Explaining tango to people who do not dance tango, and so probably do not think about tango, is a risky endeavor.  Case in point:  since I started dancing tango I have received as gifts three "tango shawls" from friends and relatives.  I had no idea that such a thing exists, or is even possible, and even now, as the owner of three tango shawls (one fuzzy white, which can be converted into a cowl by opening it at either end and has for some reason a thick line of fringe on the inside, one a thin strip of pink, purple and green knitted frills, and one in what I imagine is a classic red), I could not give you an account of their definitive characteristics.  After a lot of talking and Google Image-searching, though, I determined that what is roughly supposed to happen is that I am supposed to lean back over my partner's right arm and let my body form an appealing arc, as the fringe of my shawl and, optionally, the last half-inch of my hair trails on the slightly dingy black-and-white tiles of the dance floor, before snapping back and continuing on to form new and different appealing arcs.

Sometimes the attempt proceeds along more comprehensible lines.  A man with a gorgeous and well-maintained bookshelf recommended to me that I read Borges' essay on the history of the tango, which seemed extremely reasonable.  My understanding of the man (Borges, with the many bookshelves, not the man, with his one or two) remained somewhat unearthly, which is more a result of my prodigious non-knowledge than any quality of his.  I know he was a librarian in Argentina's national library, I know he was into Old English.  I know sometimes I would sit on the floor in the Undergraduate Library and read his advice to young poets, and it would give me great feelings.  I know he was blind.  I know he is dead.  But without excessive knowledge I was also able to understand him as someone who was probably able to explain something about Argentina to me.  Most of what I know about Argentina I have learned through the tango, and what this has left me with besides a diminished certainty in my ability to move my own body is for the most part a collection of unfamiliar words, and a little bit more about music. 

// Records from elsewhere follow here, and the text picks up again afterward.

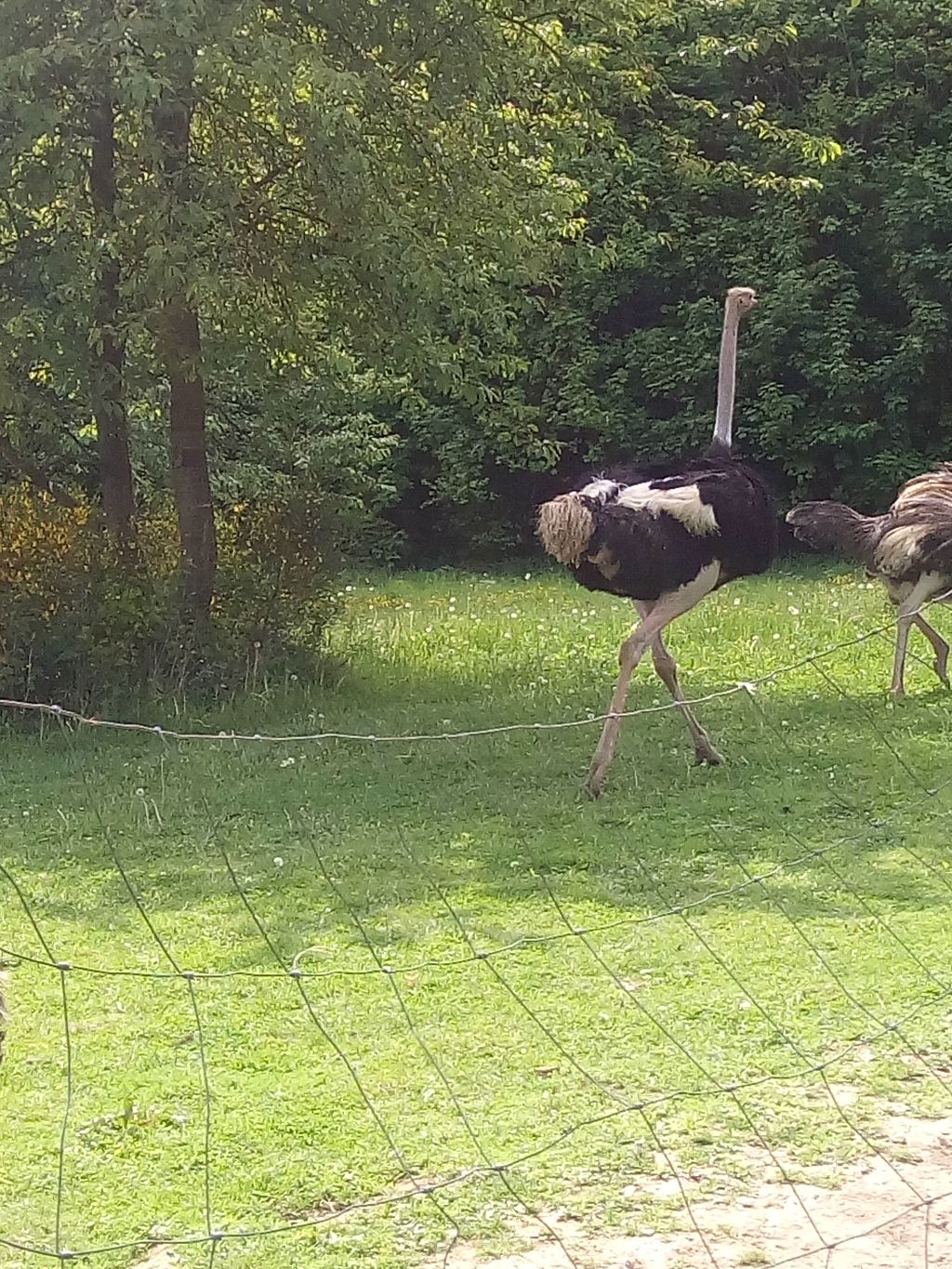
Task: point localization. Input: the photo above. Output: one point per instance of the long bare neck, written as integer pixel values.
(726, 377)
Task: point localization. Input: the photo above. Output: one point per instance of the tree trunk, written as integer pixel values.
(108, 359)
(190, 458)
(180, 347)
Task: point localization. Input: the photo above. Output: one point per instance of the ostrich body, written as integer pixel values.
(664, 535)
(909, 549)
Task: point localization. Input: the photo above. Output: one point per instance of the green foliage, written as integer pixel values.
(84, 623)
(803, 152)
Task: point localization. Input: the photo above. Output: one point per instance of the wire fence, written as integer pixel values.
(907, 1223)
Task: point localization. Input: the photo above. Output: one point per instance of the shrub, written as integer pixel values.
(82, 621)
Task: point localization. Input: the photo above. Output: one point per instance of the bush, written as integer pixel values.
(80, 621)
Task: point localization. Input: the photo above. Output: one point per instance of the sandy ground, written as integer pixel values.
(888, 1214)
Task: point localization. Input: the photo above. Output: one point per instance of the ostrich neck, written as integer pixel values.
(726, 378)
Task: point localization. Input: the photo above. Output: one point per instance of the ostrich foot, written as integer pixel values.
(602, 758)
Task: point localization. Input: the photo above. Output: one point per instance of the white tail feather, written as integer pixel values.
(565, 528)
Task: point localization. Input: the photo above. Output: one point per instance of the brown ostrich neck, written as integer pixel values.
(726, 376)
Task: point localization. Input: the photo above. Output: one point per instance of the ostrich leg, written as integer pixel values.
(938, 645)
(907, 612)
(667, 670)
(663, 613)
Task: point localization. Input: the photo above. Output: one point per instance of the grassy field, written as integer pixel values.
(493, 970)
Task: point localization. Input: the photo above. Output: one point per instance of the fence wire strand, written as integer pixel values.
(493, 960)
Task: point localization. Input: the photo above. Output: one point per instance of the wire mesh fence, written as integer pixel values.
(344, 1059)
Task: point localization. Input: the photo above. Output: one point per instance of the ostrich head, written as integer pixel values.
(740, 299)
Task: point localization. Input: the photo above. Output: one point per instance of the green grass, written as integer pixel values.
(586, 1057)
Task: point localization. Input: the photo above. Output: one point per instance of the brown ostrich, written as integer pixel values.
(909, 549)
(664, 535)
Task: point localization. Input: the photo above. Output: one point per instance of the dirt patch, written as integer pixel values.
(892, 1212)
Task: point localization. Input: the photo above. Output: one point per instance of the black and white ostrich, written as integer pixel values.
(909, 549)
(666, 535)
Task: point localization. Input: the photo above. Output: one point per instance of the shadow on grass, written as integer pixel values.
(820, 796)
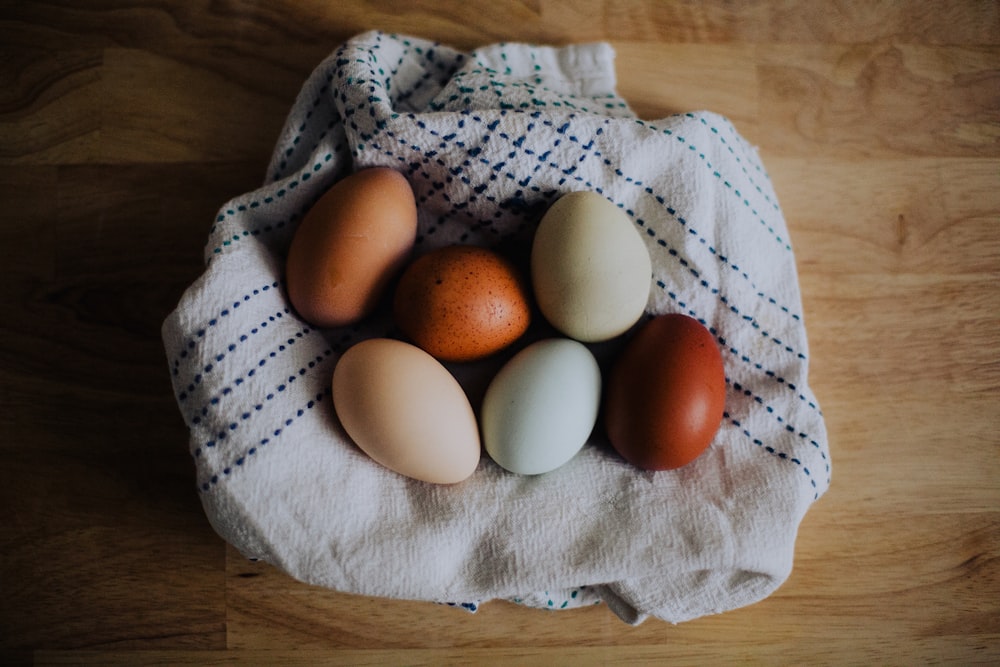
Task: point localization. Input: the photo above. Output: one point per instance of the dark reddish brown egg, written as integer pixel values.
(462, 303)
(666, 394)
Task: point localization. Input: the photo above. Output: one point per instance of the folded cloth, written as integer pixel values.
(488, 140)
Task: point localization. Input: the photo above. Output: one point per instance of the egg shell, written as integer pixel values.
(462, 303)
(666, 394)
(590, 268)
(349, 247)
(541, 407)
(406, 411)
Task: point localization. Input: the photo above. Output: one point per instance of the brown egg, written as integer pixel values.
(350, 245)
(666, 394)
(462, 303)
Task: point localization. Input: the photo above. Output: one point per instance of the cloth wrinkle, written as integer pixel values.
(488, 140)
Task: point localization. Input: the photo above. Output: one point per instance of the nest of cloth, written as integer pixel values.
(488, 139)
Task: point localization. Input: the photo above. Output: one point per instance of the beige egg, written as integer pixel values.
(590, 268)
(406, 411)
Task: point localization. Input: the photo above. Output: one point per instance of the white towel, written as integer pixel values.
(488, 140)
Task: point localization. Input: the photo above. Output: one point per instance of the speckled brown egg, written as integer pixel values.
(462, 303)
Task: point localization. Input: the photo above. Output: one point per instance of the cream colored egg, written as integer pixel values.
(406, 411)
(590, 268)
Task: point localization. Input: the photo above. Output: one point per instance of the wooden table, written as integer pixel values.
(126, 124)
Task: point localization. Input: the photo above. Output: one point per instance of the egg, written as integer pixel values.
(541, 407)
(350, 245)
(406, 411)
(666, 394)
(462, 303)
(590, 268)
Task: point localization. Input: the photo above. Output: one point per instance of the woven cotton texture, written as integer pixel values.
(488, 140)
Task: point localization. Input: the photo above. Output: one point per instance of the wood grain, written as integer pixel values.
(125, 124)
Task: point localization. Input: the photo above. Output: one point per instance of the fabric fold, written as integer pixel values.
(488, 140)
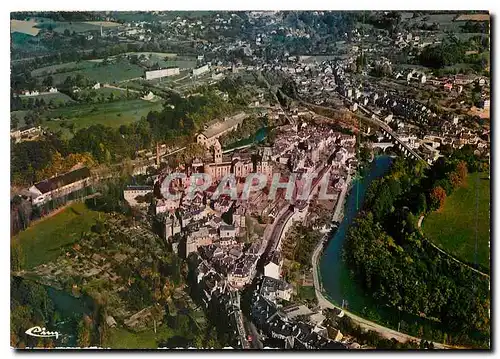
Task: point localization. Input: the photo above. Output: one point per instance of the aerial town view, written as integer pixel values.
(294, 180)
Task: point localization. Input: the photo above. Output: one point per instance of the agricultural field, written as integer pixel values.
(110, 73)
(474, 17)
(60, 26)
(112, 114)
(103, 23)
(66, 67)
(453, 227)
(43, 242)
(24, 27)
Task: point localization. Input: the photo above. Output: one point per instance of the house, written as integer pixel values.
(60, 186)
(273, 267)
(130, 194)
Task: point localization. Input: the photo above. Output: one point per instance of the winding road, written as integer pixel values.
(323, 302)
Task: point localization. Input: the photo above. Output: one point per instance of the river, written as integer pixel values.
(337, 284)
(258, 137)
(333, 273)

So I'm not really sure what I was expecting.  I think I expected him to be something more like Nabokov, sort of playing with national and linguistic allegiance through recourse to pure proficiency, a little more sublime in the case of Borges, and personal ambiguity--Nabokov's insane accent to Borges' vague evocation of Tiresias.  What I actually found when I started reading from parts of "On Argentina," which understandably is a collection of his writings having to do with Argentina, was something I was more familiar with than I had expected.  This was not fiction and it had nothing to do with endless libraries and books that sort of write themselves.  This was nonfiction, written by a man with a sense of himself, and a sense of the place he lived and cared for, and felt that his primary responsibility as a writer was to present this place to the world beyond its borders.  The pieces were all short, and all clustered around the same set of goals; he was trying to define the Argentine national character.  At one point he defines the Argentine national character as caring not at all about national characters, or existence as a nation at all, but instead being defined completely by personal relationships.  Two separate times he proves this with the example of a crime show where a police agent befriends a criminal in order to turn him into the police, which would be reacted to with rage by his typical Argentinian.

I'm not sure if any of this indicates a contradiction, but I feel like it does.  Or maybe I'm just impressed by someone who can believe so deeply and comprehensively in both universal and particular truths, and believes that they can strengthen each other.  I was expecting something as unearthly as the stories themselves, instead I found a man engaged in the same problems of every person who attempted to live the 20th century, slaving away at the same categories that are beginning to seem insane to me.

1 comment:

Cooper said...

Next, you will read "El Sur," because it is perfect.